GraphQL API

An introduction to GraphQL, explaining its main concepts like schemas, queries, and mutations.

GraphQL API – BETA

As of July 2024, the GraphQL API is in beta and may not be available to all organizations. Stay tuned to our newsletter for more information.

Overview of GraphQL

If you’re new to GraphQL, Apollo has blog post with the list of resources for beginners. Another good starting point is the official GraphQL documentation.

GraphQL is a query language for APIs and a runtime for executing those queries by using a type system defined with a schema. GraphQL allows clients to request exactly the data they need, and nothing more, making it efficient and flexible.

GraphQL structures requests in a language that’s similar to JSON, but it’s not JSON. GraphQL requests don’t use quotes for field names and fields and values are not separated by colons.

Here’s an example GraphQL request:

query {
  part(id: "itm_0113ZW53XRJ3NRMHHE07R2NSVN") {
    id
    manufacturerPn
    manufacturer {
      name
    }
  }
}

GraphQL responses are in JSON format. Here’s an example response:

{
  "data": {
    "part": {
      "id": "itm_0113ZW53XRJ3NRMHHE07R2NSVN",
      "manufacturerPn": "XC3S400-4PQ208C",
      "manufacturer": {
        "name": "Xilinx"
      }
    }
  }
}

Differences from REST

Unlike REST, where each endpoint returns a fixed data structure, GraphQL uses a single endpoint to query multiple resources. In REST, the structure of the response is determined by the server, leading to over-fetching or under-fetching of data. With GraphQL, the client specifies the shape and size of the required data, ensuring that only the necessary information is retrieved.

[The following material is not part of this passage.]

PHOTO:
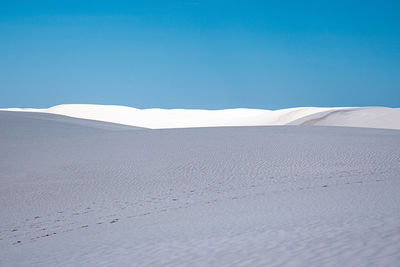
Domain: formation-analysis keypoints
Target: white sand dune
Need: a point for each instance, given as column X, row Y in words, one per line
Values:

Benefits of GraphQL over REST

  1. Self-Documenting: The strongly typed schema of GraphQL serves as a built-in documentation, making it easier for clients to understand the available data and how to query it. This enhances the developer experience and speeds up the integration process.
  2. Precise Data Fetching: Clients can request exactly the data they need, reducing the amount of data transferred over the network. This minimizes bandwidth usage and improves the efficiency of data handling.
  3. Connected Data Fetching: GraphQL excels at retrieving interconnected or related data in one query, thanks to its ability to follow and resolve relationships within the schema. This ensures that complex, relational datasets can be fetched efficiently, reducing the need for multiple round-trips to the server and simplifying data handling on the client side.
  4. Batch Multiple Requests: GraphQL allows clients to retrieve data from multiple resources in a single query. This reduces the number of network requests and leads to faster data retrieval, improving performance and user experience.
  5. Reduced Overfetching and Underfetching: By requesting only the needed data, clients avoid receiving extraneous information (overfetching) or needing multiple requests to gather all necessary data (underfetching), leading to more efficient data usage.
  6. Single Endpoint Access: Clients interact with a single endpoint to fetch all necessary data, simplifying the API interaction and reducing the complexity of managing multiple REST endpoints.

Terminology

Here are the key GraphQL concepts:

  1. Query: The primary way to fetch data from a GraphQL server. Queries specify exactly what data is needed, allowing for efficient data retrieval. Queries can be structured to nest related data requests.
  2. Mutation: Used to modify data on the server, such as creating, updating, or deleting records. Mutations can also return data, allowing immediate visibility of the result of operations.
  3. Schema: Defines the structure of the API, including the types of data and the relationships between them. The schema informs about what queries and mutations are available and what data can be accessed.
  4. Type: Represents the shape of the data that can be queried or mutated. Key types include:
    • Scalar Types: Basic data types like Int, Float, String, Boolean, and ID.
    • Object Types: Custom types that group related fields, such as Part, PurchaseOrder, etc.
  5. Input Object: A special type used to pass complex data structures as arguments to queries and mutations. Input objects allow grouping related fields into a single argument, making it easier to handle complex inputs. For example, an ContactInput object might include fields like firstName, lastName, and email.
  6. Field: Represents a specific piece of data that can be queried on a type. Fields specify exactly what data is needed from an object type.
  7. Arguments: Allow customization of queries and mutations by passing additional information. For example, arguments can be used to filter, sort, or paginate data.
  8. Connection: A pattern used to model relationships between types, especially for handling pagination. A connection typically includes information about the total count of items, the edges in the current page, and pagination info like cursors.
  9. Edge: Represents a single link in a connection. Each edge contains a node (the actual data item) and a cursor (a unique identifier used for pagination).
  10. Node: The actual data item in a connection. Nodes are the core elements that edges link to within a connection.
  11. Introspection: Allows querying the GraphQL API for details about its schema. This helps understand the available types, fields, and operations, facilitating easier integration and tool development.

These concepts are essential for effectively interacting with a GraphQL API, allowing for fetching, modifying, and subscribing to data efficiently and with precision.